DNA double helix structure (Billion Photos/Shutterstock)

THUWAL, Saudi Arabia — Scientists have finally captured footage of the microscopic machinery that allows our cells to copy DNA—a fundamental process necessary for life itself. Using a sophisticated imaging technique that freezes molecules in action, researchers watched as specialized proteins methodically unzipped the DNA double helix, revealing secrets about one of biology’s most essential processes.

The breakthrough comes from a team based at King Abdullah University of Science and Technology in Saudi Arabia. Their work, published in Nature, focuses on proteins called helicases, which act as molecular motors to separate the two strands of DNA before cell division.

The Unexpected Way DNA Gets Unwound

What’s surprising isn’t just that researchers saw the helicase working—it’s how it works. Scientists previously believed that ATP (adenosine triphosphate), the energy currency of cells, directly powered the DNA-unwinding process like fuel powers an engine. Instead, the researchers discovered that ATP acts more like a molecular spring or tension setter.

When ATP binds to the helicase, it creates tension within the protein structure. When that ATP is broken down, the tension releases, causing parts of the protein to rotate. This rotation pulls one DNA strand through the center of the ring-shaped helicase while pushing the other strand outward. This “ratcheting” mechanism moves the helicase along the DNA one notch at a time, progressively separating the strands.

The researchers nicknamed this unexpected mechanism an “entropy switch,” because it harnesses the natural tendency of molecules to move from ordered (high tension) to disordered (low tension) states.

To capture these molecular movements, the team used cryo-electron microscopy (cryo-EM), a technique that earned its developers the 2017 Nobel Prize in Chemistry. The method involves flash-freezing samples so quickly that water doesn’t form ice crystals, preserving the natural structure of biological molecules.

The team mapped 15 different conformational states of the helicase, creating what amounts to a molecular movie of DNA unwinding. This level of detail has never before been achieved for this fundamental biological process.

How DNA Replication Begins

Beyond simply watching helicases work, the researchers also discovered how DNA replication begins. When two helicase complexes assemble head-to-head at a specific DNA sequence called an origin, they melt the DNA at two symmetrically positioned sites. This creates bidirectional replication forks, allowing the cellular machinery to copy both directions of the genome simultaneously.

This head-to-head orientation explains why DNA replication is so efficient—cells can copy their entire genome in hours rather than days because multiple sections are copied simultaneously.

Why This Research Matters

Helicases are potential targets for anti-cancer drugs, as cancer cells depend heavily on DNA replication to support their rapid division. By understanding exactly how helicases function, researchers might develop new therapies that selectively interfere with cancer cells’ replication machinery.

The work also sheds light on viral replication. Many viruses, including the one that provided the helicase for this study, use similar mechanisms to reproduce inside infected cells. Better understanding these processes could lead to new antiviral strategies.

Perhaps most remarkably, the basic mechanism appears to be conserved across different organisms. The researchers compared their findings with known structures of replicative helicases from bacteria, archaea, and humans, finding striking similarities despite billions of years of evolutionary divergence.

This conservation highlights just how fundamental this mechanism is to life itself. It’s a reminder that despite the enormous diversity of living things, at the molecular level, we all rely on remarkably similar machinery to maintain and transmit our genetic information.

The scientists identified the exact protein building blocks (amino acids) that engage with the DNA during unwinding. They pinpointed specific amino acids that form critical contacts with the DNA bases and backbone.

By combining their observations across multiple experimental conditions, the researchers constructed a comprehensive model of the entire DNA unwinding cycle—from initial binding through ATP breakdown, DNA movement, and reset for the next cycle.

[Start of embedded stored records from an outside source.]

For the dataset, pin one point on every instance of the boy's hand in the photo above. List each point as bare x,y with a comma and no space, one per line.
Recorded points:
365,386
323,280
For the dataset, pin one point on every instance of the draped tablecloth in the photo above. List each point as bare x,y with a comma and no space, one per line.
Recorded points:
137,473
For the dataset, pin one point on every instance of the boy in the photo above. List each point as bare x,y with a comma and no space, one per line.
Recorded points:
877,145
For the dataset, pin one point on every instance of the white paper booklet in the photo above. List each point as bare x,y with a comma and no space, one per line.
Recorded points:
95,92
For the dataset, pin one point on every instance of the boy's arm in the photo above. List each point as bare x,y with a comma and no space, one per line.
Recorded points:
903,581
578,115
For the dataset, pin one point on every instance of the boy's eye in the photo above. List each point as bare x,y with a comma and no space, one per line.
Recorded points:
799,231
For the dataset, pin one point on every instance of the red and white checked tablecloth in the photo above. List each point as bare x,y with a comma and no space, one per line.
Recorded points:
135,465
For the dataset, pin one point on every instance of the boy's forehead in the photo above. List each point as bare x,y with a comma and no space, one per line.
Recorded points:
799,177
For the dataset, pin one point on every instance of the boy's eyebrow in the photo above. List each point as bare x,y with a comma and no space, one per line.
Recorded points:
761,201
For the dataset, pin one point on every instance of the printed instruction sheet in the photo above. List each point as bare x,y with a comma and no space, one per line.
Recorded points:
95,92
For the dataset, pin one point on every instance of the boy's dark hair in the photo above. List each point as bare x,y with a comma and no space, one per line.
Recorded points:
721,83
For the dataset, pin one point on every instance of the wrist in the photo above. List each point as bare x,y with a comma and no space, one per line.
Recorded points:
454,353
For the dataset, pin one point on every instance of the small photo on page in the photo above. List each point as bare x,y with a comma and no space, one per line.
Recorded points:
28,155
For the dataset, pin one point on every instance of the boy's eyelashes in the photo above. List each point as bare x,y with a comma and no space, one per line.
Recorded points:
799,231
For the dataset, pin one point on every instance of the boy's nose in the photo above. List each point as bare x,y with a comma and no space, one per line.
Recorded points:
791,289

“From a design perspective, helicases exemplify energy-efficient mechanical systems. Engineered nanomachines using entropy switches could harness similar energy-efficient mechanisms to perform complex, force-driven tasks,” said study co-author Alfredo De Biasio, an assistant professor at the university.

Next time you consider the miracle of life—how a single cell can grow into a complex organism, or how your body constantly renews itself—remember that it all depends on these microscopic machines methodically unzipping DNA, one notch at a time, trillions of times throughout your body.